Perhaps most troubling, several products lack documented ways to stop an autonomous run once it begins. The study cites offerings such as Alibaba’s MobileAgent, HubSpot’s Breeze, IBM’s watsonx, and n8n automations as having no clear per-agent stop mechanism in public docs; in some enterprise platforms the only option appears to be halting all agents at once. In high-stakes environments, the absence of a targeted “off switch” is a risk multiplier.
Real products, real consequences in deployed agents
Agentic tools are not theoretical. OpenClaw, an open-source framework that drew attention for enabling email-sending and other autonomous tasks, also revealed stark security trade-offs, including the potential to hijack a user’s machine if poorly configured. The ecosystem is moving quickly—OpenAI recently hired OpenClaw’s creator Peter Steinberg—yet operational safeguards are often lagging.
The report contrasts product approaches. OpenAI’s ChatGPT Agent, for instance, cryptographically signs browser requests for traceability, a step toward accountable automation. By comparison, the researchers say Perplexity’s Comet AI browser lacks documented agent-specific safety evaluations, third-party testing, or robust sandboxing in public materials. Perplexity has pushed back, saying reported issues were responsibly disclosed and patched, and that a separate dispute with Amazon over bot identification is a contractual matter rather than a safety failure.

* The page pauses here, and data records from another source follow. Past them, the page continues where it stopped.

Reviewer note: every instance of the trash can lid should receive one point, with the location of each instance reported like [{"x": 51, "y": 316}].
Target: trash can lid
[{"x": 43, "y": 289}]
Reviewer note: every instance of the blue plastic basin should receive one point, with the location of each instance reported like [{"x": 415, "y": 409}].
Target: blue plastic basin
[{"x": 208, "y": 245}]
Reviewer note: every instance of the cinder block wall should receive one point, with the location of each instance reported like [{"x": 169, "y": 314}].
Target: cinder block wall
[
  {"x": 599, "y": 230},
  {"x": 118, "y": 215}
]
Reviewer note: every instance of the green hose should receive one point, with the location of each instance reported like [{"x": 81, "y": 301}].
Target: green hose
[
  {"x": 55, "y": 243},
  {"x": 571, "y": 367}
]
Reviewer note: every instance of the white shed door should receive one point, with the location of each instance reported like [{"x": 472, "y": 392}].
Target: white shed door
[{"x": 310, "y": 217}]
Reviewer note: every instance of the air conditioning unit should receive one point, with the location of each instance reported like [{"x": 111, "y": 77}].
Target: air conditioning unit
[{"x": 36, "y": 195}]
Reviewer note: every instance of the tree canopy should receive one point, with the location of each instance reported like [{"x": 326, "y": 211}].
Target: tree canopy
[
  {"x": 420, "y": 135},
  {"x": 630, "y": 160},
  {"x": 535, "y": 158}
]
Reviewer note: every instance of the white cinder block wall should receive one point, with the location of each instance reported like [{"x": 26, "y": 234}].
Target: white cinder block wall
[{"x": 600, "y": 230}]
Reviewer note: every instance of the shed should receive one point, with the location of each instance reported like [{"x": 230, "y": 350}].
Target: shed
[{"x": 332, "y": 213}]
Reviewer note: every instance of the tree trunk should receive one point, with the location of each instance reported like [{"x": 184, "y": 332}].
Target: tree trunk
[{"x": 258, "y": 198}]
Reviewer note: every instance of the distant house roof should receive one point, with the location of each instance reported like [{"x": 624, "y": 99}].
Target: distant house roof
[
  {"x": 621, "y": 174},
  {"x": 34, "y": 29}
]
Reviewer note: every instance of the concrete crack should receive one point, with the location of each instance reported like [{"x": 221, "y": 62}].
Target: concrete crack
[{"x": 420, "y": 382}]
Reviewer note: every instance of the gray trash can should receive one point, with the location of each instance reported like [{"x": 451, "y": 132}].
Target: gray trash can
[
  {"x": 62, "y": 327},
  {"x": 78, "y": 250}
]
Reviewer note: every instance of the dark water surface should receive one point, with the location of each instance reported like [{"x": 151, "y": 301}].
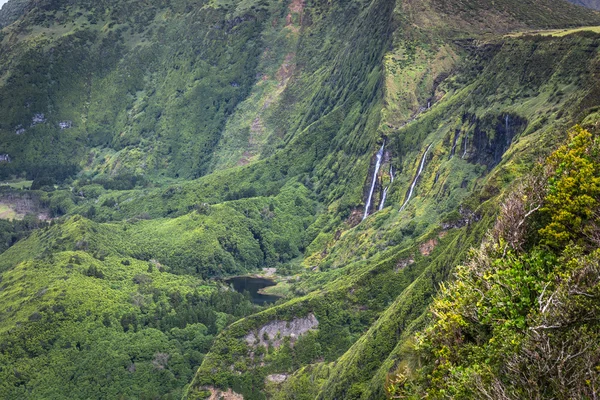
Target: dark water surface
[{"x": 253, "y": 285}]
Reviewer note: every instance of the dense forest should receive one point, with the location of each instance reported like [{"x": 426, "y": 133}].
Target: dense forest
[{"x": 415, "y": 186}]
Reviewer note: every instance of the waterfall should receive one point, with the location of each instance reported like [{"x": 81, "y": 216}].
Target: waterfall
[
  {"x": 377, "y": 166},
  {"x": 453, "y": 151},
  {"x": 412, "y": 187},
  {"x": 384, "y": 196}
]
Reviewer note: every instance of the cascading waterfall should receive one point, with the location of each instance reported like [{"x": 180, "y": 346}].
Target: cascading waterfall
[
  {"x": 453, "y": 151},
  {"x": 412, "y": 187},
  {"x": 377, "y": 166},
  {"x": 384, "y": 196}
]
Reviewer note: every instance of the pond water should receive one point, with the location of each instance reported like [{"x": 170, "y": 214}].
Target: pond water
[{"x": 253, "y": 285}]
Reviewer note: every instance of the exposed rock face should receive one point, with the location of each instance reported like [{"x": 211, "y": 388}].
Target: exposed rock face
[
  {"x": 217, "y": 394},
  {"x": 39, "y": 118},
  {"x": 488, "y": 138},
  {"x": 65, "y": 124},
  {"x": 275, "y": 331},
  {"x": 595, "y": 4}
]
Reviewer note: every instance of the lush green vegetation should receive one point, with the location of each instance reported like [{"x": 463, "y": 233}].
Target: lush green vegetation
[
  {"x": 171, "y": 144},
  {"x": 519, "y": 320}
]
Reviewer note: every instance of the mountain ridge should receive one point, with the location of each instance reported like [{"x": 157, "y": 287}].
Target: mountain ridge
[{"x": 218, "y": 138}]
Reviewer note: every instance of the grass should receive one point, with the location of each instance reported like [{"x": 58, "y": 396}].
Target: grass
[
  {"x": 557, "y": 32},
  {"x": 7, "y": 212},
  {"x": 19, "y": 185}
]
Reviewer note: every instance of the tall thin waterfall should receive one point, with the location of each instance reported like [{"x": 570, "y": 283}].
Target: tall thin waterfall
[
  {"x": 384, "y": 196},
  {"x": 377, "y": 166},
  {"x": 412, "y": 187}
]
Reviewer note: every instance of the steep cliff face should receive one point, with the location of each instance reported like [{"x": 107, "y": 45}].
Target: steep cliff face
[
  {"x": 177, "y": 142},
  {"x": 594, "y": 4}
]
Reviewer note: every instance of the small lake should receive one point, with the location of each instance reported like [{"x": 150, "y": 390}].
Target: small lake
[{"x": 253, "y": 285}]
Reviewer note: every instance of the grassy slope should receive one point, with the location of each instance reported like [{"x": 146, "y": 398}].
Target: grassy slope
[
  {"x": 531, "y": 80},
  {"x": 320, "y": 129}
]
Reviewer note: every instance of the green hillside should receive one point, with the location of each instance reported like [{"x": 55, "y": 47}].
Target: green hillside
[{"x": 151, "y": 149}]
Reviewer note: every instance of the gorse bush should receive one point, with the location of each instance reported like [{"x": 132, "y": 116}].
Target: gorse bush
[{"x": 517, "y": 321}]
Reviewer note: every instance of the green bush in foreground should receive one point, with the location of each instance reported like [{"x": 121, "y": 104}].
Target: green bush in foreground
[{"x": 520, "y": 321}]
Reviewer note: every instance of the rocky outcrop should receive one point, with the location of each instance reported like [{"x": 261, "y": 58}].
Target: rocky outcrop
[{"x": 274, "y": 332}]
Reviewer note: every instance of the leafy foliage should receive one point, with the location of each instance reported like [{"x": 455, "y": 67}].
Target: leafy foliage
[{"x": 516, "y": 323}]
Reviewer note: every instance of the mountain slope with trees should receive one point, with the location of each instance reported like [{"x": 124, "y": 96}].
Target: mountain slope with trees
[{"x": 171, "y": 144}]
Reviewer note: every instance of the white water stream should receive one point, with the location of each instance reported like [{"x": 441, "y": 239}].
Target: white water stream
[
  {"x": 377, "y": 166},
  {"x": 412, "y": 187}
]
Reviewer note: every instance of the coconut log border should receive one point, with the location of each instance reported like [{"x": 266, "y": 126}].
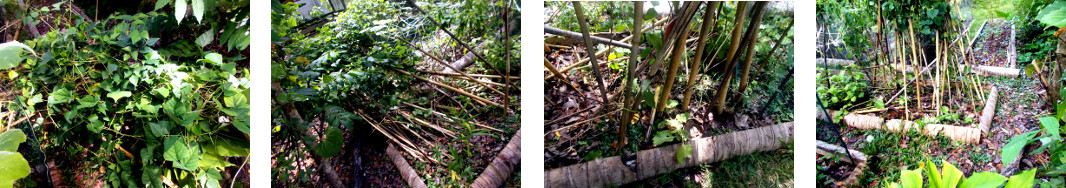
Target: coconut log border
[
  {"x": 612, "y": 171},
  {"x": 962, "y": 134}
]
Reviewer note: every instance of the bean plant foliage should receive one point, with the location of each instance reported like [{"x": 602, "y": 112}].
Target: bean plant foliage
[{"x": 149, "y": 111}]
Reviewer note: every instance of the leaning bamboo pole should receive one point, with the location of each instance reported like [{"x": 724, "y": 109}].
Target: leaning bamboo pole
[
  {"x": 408, "y": 174},
  {"x": 502, "y": 166},
  {"x": 612, "y": 171},
  {"x": 720, "y": 97},
  {"x": 700, "y": 44},
  {"x": 629, "y": 97},
  {"x": 603, "y": 51}
]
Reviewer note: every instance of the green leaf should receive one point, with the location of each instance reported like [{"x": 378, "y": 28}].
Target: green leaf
[
  {"x": 332, "y": 144},
  {"x": 206, "y": 38},
  {"x": 60, "y": 96},
  {"x": 951, "y": 175},
  {"x": 683, "y": 153},
  {"x": 1050, "y": 125},
  {"x": 1024, "y": 179},
  {"x": 662, "y": 137},
  {"x": 213, "y": 58},
  {"x": 180, "y": 8},
  {"x": 14, "y": 167},
  {"x": 198, "y": 10},
  {"x": 11, "y": 53},
  {"x": 933, "y": 173},
  {"x": 1054, "y": 14},
  {"x": 161, "y": 3},
  {"x": 118, "y": 95},
  {"x": 910, "y": 178},
  {"x": 1014, "y": 146},
  {"x": 983, "y": 179}
]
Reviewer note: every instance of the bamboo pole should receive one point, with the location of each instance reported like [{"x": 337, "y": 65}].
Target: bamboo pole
[
  {"x": 588, "y": 47},
  {"x": 459, "y": 91},
  {"x": 613, "y": 171},
  {"x": 627, "y": 95},
  {"x": 502, "y": 166},
  {"x": 700, "y": 45},
  {"x": 603, "y": 51}
]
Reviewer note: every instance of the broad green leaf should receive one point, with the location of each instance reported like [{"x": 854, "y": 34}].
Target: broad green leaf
[
  {"x": 662, "y": 137},
  {"x": 332, "y": 144},
  {"x": 983, "y": 179},
  {"x": 60, "y": 96},
  {"x": 11, "y": 53},
  {"x": 1024, "y": 179},
  {"x": 161, "y": 3},
  {"x": 11, "y": 139},
  {"x": 14, "y": 167},
  {"x": 213, "y": 58},
  {"x": 1012, "y": 149},
  {"x": 206, "y": 38},
  {"x": 1050, "y": 125},
  {"x": 198, "y": 10},
  {"x": 1054, "y": 14},
  {"x": 910, "y": 178},
  {"x": 683, "y": 153},
  {"x": 933, "y": 173},
  {"x": 180, "y": 8},
  {"x": 118, "y": 95},
  {"x": 951, "y": 175}
]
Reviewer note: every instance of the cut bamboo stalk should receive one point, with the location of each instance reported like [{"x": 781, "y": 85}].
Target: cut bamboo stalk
[
  {"x": 629, "y": 97},
  {"x": 442, "y": 115},
  {"x": 577, "y": 35},
  {"x": 700, "y": 45},
  {"x": 590, "y": 47},
  {"x": 481, "y": 82},
  {"x": 471, "y": 75},
  {"x": 989, "y": 111},
  {"x": 502, "y": 166},
  {"x": 968, "y": 135},
  {"x": 603, "y": 51},
  {"x": 612, "y": 171},
  {"x": 408, "y": 174},
  {"x": 427, "y": 124},
  {"x": 459, "y": 91}
]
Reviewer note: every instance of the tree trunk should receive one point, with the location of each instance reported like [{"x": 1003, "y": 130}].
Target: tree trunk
[
  {"x": 968, "y": 135},
  {"x": 501, "y": 168},
  {"x": 612, "y": 171},
  {"x": 406, "y": 172},
  {"x": 700, "y": 45}
]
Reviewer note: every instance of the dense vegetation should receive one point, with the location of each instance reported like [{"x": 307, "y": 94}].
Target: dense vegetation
[
  {"x": 130, "y": 99},
  {"x": 374, "y": 69},
  {"x": 974, "y": 84},
  {"x": 625, "y": 80}
]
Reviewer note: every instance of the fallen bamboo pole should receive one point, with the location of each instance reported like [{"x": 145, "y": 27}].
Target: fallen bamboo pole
[
  {"x": 989, "y": 111},
  {"x": 612, "y": 171},
  {"x": 500, "y": 169},
  {"x": 459, "y": 91},
  {"x": 408, "y": 174}
]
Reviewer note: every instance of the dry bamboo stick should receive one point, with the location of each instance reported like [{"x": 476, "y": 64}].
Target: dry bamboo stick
[
  {"x": 459, "y": 75},
  {"x": 459, "y": 91},
  {"x": 603, "y": 51},
  {"x": 408, "y": 174},
  {"x": 613, "y": 171}
]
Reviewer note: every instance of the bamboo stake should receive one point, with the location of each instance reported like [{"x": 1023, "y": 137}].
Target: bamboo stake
[
  {"x": 700, "y": 45},
  {"x": 627, "y": 94},
  {"x": 603, "y": 51},
  {"x": 452, "y": 67},
  {"x": 459, "y": 91},
  {"x": 588, "y": 47}
]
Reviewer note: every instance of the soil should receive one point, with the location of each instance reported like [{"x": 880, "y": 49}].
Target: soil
[{"x": 992, "y": 47}]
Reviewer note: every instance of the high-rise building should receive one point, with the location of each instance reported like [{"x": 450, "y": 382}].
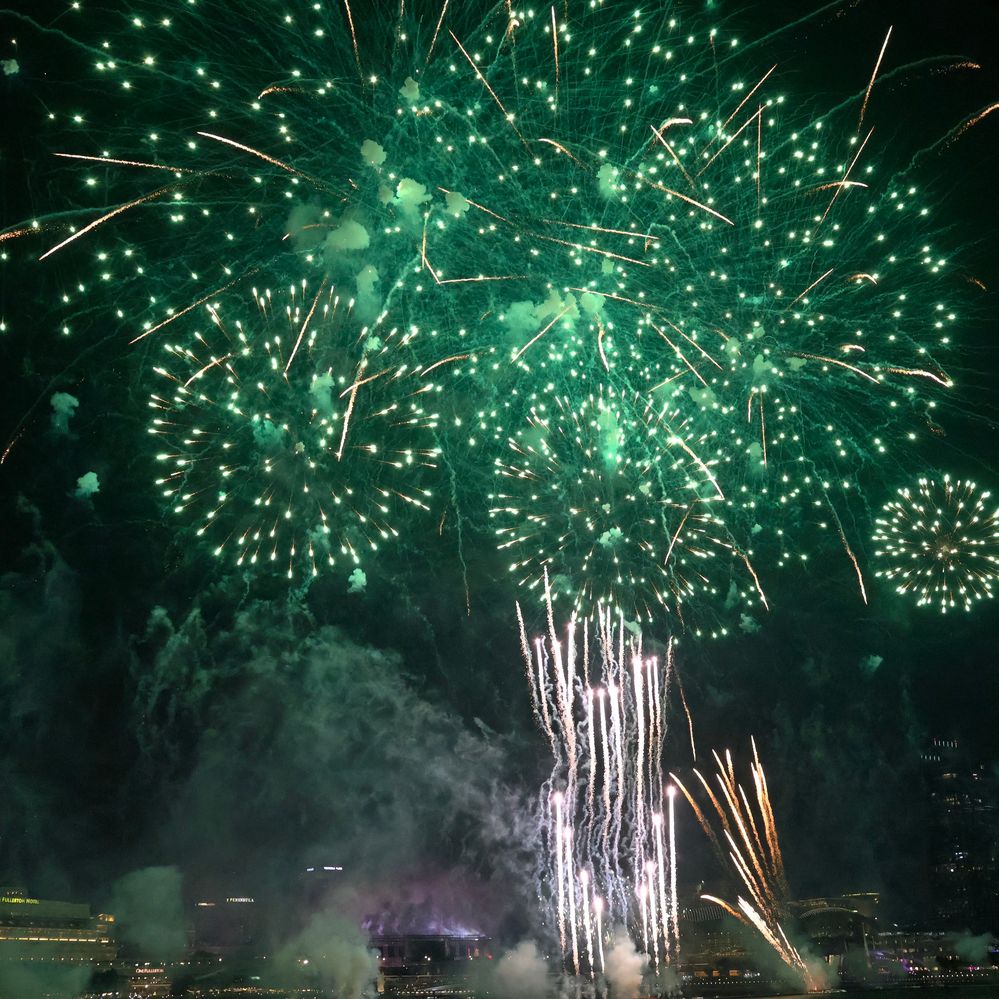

Enterprise buyers face mixed signals. HubSpot’s Breeze agents advertise compliance certifications such as SOC 2, GDPR, and HIPAA, yet the study notes limited public detail about security testing methodologies. IBM, for its part, contests the survey’s characterization, asserting it provides extensive documentation on observability, deterministic controls, and evaluation frameworks, and that it is engaging with the researchers to address perceived inaccuracies.
How the industry responded to the survey findings
The research team contacted companies over a four-week period; roughly 25% responded and only 10% offered substantive comments that were incorporated, according to the paper. The authors predict governance challenges will intensify as agents gain capability, pointing to fragmented ecosystems, tensions around web conduct, and the absence of agent-specific benchmarks as unresolved roadblocks.
What it means for enterprises deploying agentic AI
Agentic AI can already triage customer tickets, process purchase orders, and orchestrate multi-step workflows—precisely the automations that drive ROI. But the study’s core message is clear: without disclosure, monitoring, and reliable stop controls, organizations can’t manage risk at scale. Recent guidance from firms like Gartner urging caution with AI-enabled browsers underscores that sentiment.
Practical steps are available now:
- Insist on fine-grained logs and signed requests for actions taken on your behalf
- Require sandboxing and least-privilege access for tools that can read email, browse, or write to internal systems
- Verify vendor-run red teaming and independent evaluations
- Demand per-agent kill switches
- Ensure agents visibly identify themselves online
These aren’t nice-to-haves—they’re table stakes for accountable automation.
The takeaway from the MIT-led survey is not that agents are doomed, but that governance must catch up to capability. Vendors building on frontier models, and buyers deploying them into real workflows, will need to close the documentation and control gaps quickly—or expect regulators to do it for them.